Background: A comparative survey from patients and radiographers of the new slump sitting flexion posture and the conventional standing forward bending posture. This study was performed to compare the technical and logistical aspects of the slump sitting versus the forward bending posture. Slump sitting flexes the lumbar spine more than the forward bending and increases the diagnosis rate of sagittal spinal instability up to 40% depending on the diagnostic criteria used. This should not come at the expense of patient safety and comfort nor burden the radiographers.

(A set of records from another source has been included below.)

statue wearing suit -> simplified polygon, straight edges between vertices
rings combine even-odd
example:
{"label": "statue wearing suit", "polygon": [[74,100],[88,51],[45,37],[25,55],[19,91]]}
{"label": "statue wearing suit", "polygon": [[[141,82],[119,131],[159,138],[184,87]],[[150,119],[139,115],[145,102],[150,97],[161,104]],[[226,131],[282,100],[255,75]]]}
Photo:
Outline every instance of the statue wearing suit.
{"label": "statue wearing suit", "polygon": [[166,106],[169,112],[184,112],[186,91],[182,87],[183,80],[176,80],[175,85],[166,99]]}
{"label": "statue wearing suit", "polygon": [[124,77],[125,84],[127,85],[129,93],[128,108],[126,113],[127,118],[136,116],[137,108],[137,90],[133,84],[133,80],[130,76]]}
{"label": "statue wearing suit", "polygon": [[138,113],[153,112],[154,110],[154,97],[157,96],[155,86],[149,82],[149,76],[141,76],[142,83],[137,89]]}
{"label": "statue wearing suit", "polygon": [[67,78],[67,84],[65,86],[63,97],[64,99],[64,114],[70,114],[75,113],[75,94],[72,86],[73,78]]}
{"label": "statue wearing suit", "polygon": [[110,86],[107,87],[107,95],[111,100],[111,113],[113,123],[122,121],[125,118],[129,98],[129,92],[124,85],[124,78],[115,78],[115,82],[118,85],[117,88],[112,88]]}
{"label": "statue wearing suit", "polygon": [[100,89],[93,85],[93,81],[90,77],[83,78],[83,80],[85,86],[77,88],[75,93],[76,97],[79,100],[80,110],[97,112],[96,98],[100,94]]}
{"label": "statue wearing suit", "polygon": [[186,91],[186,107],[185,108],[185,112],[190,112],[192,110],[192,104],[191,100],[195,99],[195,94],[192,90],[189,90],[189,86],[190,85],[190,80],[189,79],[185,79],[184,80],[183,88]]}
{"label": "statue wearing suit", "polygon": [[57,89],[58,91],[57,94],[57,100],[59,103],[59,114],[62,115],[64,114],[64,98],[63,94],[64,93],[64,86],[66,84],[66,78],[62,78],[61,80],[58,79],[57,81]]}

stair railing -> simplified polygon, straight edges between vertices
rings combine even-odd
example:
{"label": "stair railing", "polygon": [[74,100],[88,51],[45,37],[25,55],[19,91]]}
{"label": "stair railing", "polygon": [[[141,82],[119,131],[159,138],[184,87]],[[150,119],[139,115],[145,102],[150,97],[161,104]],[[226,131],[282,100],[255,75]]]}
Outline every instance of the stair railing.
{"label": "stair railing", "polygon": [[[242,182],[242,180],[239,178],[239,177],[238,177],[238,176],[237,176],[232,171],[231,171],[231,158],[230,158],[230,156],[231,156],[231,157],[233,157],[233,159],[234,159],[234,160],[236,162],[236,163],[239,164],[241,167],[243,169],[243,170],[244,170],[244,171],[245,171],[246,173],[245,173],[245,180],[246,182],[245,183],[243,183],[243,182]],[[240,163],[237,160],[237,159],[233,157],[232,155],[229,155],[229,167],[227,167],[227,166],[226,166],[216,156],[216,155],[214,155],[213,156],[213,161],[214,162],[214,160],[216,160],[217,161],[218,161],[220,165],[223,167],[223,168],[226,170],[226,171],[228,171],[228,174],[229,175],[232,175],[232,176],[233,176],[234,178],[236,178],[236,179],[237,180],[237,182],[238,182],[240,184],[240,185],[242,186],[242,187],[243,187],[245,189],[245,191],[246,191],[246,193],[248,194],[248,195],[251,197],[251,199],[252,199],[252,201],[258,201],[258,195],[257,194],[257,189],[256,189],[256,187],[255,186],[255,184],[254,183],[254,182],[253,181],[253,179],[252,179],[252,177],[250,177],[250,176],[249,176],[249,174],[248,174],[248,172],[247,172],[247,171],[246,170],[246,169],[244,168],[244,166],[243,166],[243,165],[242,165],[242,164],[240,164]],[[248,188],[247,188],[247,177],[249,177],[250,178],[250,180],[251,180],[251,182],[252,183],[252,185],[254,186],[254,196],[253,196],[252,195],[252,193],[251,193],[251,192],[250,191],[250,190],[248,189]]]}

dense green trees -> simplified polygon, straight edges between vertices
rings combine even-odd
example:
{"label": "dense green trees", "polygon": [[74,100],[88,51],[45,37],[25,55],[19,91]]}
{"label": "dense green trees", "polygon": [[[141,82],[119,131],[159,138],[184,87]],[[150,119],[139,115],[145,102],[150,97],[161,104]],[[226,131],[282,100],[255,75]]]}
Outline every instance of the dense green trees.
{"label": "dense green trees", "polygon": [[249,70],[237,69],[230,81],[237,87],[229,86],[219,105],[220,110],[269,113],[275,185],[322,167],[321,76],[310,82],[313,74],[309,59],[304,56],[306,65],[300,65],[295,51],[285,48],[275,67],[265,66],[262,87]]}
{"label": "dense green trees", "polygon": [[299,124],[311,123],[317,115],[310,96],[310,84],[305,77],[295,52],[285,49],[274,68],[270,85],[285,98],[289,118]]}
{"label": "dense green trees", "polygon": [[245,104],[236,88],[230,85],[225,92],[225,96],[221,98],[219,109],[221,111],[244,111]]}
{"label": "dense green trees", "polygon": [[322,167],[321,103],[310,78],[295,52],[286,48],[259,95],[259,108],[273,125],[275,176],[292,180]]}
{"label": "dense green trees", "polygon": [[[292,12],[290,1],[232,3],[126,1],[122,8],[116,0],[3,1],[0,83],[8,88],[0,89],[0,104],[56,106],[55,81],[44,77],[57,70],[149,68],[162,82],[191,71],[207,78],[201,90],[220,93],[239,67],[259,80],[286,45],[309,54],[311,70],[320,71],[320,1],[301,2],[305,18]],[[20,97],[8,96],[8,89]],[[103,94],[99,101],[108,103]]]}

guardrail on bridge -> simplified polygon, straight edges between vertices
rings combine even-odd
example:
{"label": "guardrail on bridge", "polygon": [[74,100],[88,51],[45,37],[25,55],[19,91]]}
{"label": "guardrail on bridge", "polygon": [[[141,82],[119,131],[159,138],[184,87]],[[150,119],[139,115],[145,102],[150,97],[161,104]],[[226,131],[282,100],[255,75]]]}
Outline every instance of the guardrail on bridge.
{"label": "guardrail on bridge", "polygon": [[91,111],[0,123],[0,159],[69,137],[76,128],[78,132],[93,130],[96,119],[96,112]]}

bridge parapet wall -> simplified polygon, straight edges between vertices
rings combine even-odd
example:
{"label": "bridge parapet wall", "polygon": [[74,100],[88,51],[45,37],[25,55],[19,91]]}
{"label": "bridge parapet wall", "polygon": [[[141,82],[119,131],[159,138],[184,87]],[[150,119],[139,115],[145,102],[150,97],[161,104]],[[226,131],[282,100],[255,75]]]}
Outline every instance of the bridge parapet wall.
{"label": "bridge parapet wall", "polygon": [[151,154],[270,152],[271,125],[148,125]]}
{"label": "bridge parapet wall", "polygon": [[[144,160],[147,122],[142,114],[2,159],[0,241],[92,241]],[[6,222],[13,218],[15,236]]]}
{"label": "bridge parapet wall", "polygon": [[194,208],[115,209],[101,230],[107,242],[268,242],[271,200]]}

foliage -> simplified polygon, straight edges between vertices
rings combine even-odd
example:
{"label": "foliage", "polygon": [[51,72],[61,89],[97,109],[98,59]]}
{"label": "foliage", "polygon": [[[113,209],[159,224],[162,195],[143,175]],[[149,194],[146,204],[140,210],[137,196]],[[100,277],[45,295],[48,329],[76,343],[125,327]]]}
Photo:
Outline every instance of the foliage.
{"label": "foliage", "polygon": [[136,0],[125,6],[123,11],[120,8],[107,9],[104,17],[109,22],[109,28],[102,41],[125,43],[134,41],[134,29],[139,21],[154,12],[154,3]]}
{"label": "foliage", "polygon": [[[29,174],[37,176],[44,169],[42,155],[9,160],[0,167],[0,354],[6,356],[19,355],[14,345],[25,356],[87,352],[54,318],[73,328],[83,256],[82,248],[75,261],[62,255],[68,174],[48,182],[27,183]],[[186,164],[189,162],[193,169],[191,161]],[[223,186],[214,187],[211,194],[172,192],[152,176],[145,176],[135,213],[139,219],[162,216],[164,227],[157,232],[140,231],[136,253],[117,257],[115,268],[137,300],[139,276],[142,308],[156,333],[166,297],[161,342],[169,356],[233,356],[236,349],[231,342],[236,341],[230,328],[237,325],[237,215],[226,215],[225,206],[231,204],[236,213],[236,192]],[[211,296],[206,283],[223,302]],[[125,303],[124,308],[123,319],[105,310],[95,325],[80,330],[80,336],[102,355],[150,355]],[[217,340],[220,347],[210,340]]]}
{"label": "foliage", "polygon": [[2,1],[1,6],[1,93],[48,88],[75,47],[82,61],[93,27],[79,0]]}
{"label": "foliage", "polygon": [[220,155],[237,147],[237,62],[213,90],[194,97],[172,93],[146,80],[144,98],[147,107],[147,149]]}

Methods: Sixty patients were recruited from a single tertiary spine centre. Patients were block randomised into two groups with either the forward bending or the slump sitting being performed first. Feedback was obtained through self-administered questionnaires from patients regarding perceived safety, convenience and comfort, plus from radiographers regarding the imaging process, proxy measures of radiographer ability and scan difficulty.

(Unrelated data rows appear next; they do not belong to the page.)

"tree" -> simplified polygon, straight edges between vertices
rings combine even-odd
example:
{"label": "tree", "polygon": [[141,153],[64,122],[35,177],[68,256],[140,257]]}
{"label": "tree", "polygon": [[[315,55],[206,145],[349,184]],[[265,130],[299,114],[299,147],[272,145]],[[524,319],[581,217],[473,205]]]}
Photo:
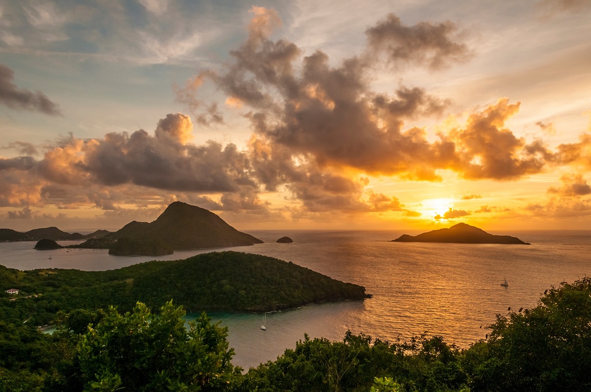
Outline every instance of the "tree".
{"label": "tree", "polygon": [[79,344],[86,390],[215,390],[229,382],[228,328],[204,313],[187,331],[184,315],[172,301],[157,315],[141,302],[124,315],[109,307]]}
{"label": "tree", "polygon": [[489,328],[486,346],[464,354],[473,390],[591,390],[591,278],[546,290]]}

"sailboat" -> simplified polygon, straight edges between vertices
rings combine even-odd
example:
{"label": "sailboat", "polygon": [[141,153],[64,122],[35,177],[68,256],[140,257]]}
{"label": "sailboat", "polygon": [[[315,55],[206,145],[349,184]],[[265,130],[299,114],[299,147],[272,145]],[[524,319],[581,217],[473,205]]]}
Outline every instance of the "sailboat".
{"label": "sailboat", "polygon": [[261,329],[263,331],[267,331],[267,312],[265,312],[265,316],[262,319],[262,325],[261,326]]}

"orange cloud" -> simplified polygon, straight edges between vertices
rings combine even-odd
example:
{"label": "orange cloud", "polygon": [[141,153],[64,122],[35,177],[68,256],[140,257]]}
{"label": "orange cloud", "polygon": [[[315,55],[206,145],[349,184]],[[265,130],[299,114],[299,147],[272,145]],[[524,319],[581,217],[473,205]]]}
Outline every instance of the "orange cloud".
{"label": "orange cloud", "polygon": [[563,183],[560,187],[550,187],[548,193],[556,193],[562,196],[577,197],[591,193],[591,186],[580,174],[564,174],[560,177]]}

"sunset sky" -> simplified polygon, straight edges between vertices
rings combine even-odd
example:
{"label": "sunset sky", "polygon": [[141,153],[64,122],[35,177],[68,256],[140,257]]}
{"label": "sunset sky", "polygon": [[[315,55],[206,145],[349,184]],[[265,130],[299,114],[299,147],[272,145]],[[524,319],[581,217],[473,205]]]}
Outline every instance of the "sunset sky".
{"label": "sunset sky", "polygon": [[591,0],[0,0],[0,227],[589,229]]}

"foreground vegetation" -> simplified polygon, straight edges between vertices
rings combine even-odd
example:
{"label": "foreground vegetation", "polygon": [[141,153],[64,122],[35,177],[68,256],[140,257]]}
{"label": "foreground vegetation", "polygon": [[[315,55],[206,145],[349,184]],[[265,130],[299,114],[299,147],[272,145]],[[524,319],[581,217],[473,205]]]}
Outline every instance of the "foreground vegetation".
{"label": "foreground vegetation", "polygon": [[[4,290],[17,300],[0,306],[0,319],[50,323],[58,310],[131,310],[140,301],[157,309],[171,299],[191,312],[267,312],[330,300],[362,299],[365,289],[272,257],[212,252],[184,260],[150,261],[111,271],[48,268],[19,271],[0,266]],[[38,295],[41,294],[41,295]],[[37,297],[26,298],[37,294]]]}
{"label": "foreground vegetation", "polygon": [[487,339],[467,349],[439,336],[304,336],[245,374],[232,365],[225,328],[203,315],[187,329],[184,314],[171,302],[157,313],[142,303],[125,314],[62,312],[53,335],[3,318],[0,391],[591,389],[590,278],[547,290],[533,309],[498,315]]}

Results: There was no significant difference between the baseline characteristics in both groups. Majority (63%) of patients preferred slump sitting and felt that forward bending caused pain (P=0.025). Overall, slump sitting was equivalent in comfort, perceived safety and ease to forward bending. Despite requiring more logistics (P=0.031), more effort to set up (P=0.002) and explain (P=0.012), the majority of radiographers (83%) preferred slump sitting. This method was felt to be less dangerous (P=0.015) and easier to maintain (P<0.001).
Conclusions: This study showed that the superiority of slump sitting in allowing more lumbar flexion compared to the forward bending comes with patient safety or comfort. The technical demands of the learning curve can be offset with training. As such, slump sitting flexion views should be adopted as the standardized method for assessing spinal instability.